4.3. Effect of H₂O₂–NaOCl System on the Luminescence Signal Recorded by Luminometer with Photomultiplier Spectrum from 380 nm to 630 nm

During chemical reactions, three radicals are generated in the Fenton system [33]. One of them is O₂ (1Δg) that after decay may emit photons with three bands (634 nm, 703 nm, and 1270 nm). The band of 634 nm is close to the upper border of the luminometer spectrum and may affect •OH—dependent UPE signal giving false positive results in our experiments. However, production of O₂ (1Δg), in Fenton systems is much less intensive than generation of •OH radicals [42,43,44]. Therefore, to study the effect of O₂ (1Δg) on the chemiluminescence signal we choose H₂O₂-NaOCl system a very effective generator of O₂ (1Δg) [45]. The pH of chemical reaction environments 6.6 and 6.8 was chosen based on the results of experiments on effect of pH of reaction milieu on the light emission by Fe²⁺-EGTA-H₂O₂ system.
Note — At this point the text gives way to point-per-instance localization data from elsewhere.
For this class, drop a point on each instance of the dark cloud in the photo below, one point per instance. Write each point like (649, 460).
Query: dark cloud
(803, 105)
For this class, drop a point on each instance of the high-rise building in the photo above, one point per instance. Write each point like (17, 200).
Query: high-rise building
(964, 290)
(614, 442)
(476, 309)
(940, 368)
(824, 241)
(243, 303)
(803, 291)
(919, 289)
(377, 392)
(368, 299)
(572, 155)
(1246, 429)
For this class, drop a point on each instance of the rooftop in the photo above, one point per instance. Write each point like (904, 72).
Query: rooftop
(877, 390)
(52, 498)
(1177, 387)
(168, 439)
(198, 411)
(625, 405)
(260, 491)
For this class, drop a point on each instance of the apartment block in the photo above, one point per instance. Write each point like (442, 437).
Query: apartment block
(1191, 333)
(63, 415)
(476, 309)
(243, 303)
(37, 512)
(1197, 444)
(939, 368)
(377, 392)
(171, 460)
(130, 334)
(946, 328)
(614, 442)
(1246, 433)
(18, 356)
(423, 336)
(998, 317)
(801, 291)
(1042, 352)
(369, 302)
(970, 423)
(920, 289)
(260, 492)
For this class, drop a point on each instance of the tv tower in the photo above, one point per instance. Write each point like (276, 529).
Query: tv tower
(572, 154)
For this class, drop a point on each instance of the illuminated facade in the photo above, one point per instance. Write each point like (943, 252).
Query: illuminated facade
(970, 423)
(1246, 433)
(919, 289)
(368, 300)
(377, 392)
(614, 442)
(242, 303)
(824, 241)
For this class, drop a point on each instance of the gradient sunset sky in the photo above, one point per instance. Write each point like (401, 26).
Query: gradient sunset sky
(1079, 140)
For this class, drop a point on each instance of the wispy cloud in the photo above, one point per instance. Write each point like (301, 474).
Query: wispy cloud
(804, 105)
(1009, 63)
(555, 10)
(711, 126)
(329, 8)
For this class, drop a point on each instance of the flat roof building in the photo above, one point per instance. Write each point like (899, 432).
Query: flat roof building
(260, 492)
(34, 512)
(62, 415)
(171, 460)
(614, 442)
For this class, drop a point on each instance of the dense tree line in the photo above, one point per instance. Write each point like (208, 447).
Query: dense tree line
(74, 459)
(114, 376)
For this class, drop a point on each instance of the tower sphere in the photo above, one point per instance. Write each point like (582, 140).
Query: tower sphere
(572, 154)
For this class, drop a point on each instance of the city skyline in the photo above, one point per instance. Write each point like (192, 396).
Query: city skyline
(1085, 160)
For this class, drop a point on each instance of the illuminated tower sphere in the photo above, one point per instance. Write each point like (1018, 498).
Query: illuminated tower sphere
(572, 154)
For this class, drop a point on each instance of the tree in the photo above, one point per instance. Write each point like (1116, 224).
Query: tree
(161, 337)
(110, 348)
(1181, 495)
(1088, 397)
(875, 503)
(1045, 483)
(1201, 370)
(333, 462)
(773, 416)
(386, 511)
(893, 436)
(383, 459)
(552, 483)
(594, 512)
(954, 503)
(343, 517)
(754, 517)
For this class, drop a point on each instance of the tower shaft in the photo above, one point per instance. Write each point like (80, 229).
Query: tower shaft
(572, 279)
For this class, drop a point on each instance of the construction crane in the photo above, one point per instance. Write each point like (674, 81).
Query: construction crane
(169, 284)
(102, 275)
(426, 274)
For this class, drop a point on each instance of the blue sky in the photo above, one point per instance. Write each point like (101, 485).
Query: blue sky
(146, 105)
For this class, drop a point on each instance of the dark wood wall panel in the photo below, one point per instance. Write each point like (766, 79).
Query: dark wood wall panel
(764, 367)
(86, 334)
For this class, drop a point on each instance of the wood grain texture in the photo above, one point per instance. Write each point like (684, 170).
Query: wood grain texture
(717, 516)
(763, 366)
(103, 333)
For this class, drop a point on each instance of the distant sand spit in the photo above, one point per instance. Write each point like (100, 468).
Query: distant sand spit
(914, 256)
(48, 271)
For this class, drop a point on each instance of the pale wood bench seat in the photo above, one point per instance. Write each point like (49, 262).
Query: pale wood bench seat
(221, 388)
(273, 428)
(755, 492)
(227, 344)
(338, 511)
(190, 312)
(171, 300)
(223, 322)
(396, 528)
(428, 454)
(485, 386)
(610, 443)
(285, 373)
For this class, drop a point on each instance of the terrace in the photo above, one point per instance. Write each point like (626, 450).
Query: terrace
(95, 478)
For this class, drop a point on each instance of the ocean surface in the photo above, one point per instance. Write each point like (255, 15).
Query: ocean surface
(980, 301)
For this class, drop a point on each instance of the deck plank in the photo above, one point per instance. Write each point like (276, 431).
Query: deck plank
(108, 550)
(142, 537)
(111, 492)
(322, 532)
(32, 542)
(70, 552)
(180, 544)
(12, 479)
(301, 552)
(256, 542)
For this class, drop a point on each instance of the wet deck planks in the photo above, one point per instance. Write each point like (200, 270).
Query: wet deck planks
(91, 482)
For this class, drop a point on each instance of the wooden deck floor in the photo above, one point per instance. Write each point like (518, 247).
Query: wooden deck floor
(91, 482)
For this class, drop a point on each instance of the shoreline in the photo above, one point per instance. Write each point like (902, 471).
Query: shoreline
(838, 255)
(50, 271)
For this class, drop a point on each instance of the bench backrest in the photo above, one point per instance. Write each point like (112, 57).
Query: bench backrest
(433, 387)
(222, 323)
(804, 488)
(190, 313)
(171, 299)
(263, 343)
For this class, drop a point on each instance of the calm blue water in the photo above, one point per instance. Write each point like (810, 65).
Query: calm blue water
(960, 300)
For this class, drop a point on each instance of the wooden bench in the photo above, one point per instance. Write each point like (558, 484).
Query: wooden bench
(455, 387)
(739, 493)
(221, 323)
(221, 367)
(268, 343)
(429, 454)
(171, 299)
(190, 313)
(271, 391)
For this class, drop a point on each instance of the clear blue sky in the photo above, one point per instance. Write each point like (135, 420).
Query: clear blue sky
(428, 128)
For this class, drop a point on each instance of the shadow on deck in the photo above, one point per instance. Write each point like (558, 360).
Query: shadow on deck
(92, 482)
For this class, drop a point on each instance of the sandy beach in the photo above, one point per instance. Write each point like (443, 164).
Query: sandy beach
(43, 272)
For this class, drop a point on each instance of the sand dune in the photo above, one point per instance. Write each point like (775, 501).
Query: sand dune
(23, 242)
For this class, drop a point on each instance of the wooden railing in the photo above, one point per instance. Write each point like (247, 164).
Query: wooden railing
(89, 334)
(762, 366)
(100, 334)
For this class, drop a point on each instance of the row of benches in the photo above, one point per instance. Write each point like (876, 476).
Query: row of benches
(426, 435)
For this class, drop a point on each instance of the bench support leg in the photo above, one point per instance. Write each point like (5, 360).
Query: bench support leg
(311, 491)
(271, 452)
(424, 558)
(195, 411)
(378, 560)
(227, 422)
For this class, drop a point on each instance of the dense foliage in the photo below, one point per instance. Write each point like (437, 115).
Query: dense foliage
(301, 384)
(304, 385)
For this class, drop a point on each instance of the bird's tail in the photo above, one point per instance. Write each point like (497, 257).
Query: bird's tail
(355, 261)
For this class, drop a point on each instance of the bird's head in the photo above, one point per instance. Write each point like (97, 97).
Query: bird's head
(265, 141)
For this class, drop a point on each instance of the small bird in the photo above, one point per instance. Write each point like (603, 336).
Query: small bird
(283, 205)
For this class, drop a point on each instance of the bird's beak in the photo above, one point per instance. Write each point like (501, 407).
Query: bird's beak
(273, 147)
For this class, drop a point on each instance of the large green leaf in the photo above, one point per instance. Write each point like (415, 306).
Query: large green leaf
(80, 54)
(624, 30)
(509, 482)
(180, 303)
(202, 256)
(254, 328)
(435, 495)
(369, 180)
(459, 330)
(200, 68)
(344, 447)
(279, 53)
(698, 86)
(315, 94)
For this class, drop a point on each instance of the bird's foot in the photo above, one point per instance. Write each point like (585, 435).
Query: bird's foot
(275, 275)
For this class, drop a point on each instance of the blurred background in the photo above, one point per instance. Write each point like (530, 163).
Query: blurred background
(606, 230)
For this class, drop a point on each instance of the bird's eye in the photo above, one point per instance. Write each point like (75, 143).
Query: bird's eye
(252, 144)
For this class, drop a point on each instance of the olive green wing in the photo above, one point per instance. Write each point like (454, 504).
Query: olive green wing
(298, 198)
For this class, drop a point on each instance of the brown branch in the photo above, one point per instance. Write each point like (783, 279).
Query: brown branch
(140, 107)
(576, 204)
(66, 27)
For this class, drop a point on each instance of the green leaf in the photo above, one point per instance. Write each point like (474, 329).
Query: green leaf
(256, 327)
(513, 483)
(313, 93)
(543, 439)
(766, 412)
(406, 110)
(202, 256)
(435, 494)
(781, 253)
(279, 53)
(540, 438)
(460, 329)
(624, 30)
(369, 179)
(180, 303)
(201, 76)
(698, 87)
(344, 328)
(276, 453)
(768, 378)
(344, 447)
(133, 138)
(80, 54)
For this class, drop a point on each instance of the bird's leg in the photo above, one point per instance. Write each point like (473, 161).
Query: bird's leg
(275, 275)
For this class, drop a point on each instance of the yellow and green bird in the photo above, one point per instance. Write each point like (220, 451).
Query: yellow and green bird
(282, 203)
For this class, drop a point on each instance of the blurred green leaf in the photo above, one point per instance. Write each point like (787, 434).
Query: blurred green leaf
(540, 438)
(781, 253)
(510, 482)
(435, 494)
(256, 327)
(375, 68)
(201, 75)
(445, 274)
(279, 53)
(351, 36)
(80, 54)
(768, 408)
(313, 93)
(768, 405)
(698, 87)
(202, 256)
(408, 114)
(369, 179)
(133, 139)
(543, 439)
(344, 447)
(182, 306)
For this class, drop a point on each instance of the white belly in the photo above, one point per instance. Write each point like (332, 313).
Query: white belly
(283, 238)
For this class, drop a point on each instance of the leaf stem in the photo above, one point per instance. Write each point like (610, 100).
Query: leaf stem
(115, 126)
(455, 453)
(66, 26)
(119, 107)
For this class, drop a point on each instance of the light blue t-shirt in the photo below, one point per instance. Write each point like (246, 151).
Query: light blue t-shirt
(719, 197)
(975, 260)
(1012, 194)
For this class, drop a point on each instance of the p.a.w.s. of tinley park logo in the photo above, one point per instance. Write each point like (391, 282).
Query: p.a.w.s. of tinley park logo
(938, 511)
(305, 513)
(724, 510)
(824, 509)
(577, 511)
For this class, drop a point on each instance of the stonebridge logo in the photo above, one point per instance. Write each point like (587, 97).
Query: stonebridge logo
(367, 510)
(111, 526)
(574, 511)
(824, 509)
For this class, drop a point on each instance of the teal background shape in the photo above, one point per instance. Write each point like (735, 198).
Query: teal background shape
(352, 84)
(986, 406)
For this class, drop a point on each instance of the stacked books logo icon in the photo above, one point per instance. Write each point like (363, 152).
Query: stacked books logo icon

UPE and ΔUPE (UPE minus baseline) reached the highest values at pH 6.6 and 6.8. To estimate this plausible effect, 100 µL of 28 mmol/L H₂O₂ solution was added to the tube containing 880 μL of 10 mmol/L PB pH = 6.8 and after gentle mixing the tube was placed in the luminometer chain and incubated for 10 min in the dark at 37 °C. Then, 100 μL of aqueous solution of 28 mmol/L NaOCl was added using an automatic dispenser and the total light emission (expressed in RLU) was measured for 120 s. It should be pointed out that NaOCl solution was prepared in ice-cold water and kept in an ice bath throughout the whole experiment. The final concentrations of H₂O₂ and NaOCL were 2.6 mmol/L. The design of these experiments and control systems are shown in Table 3.

Table 3.

Design of experiments on the effect of singlet oxygen (O2 (1Δg)) generating system (H₂O₂-NaOCl) on the luminescence signal recorded by luminometer with photomultiplier spectrum from 380 nm to 630 nm.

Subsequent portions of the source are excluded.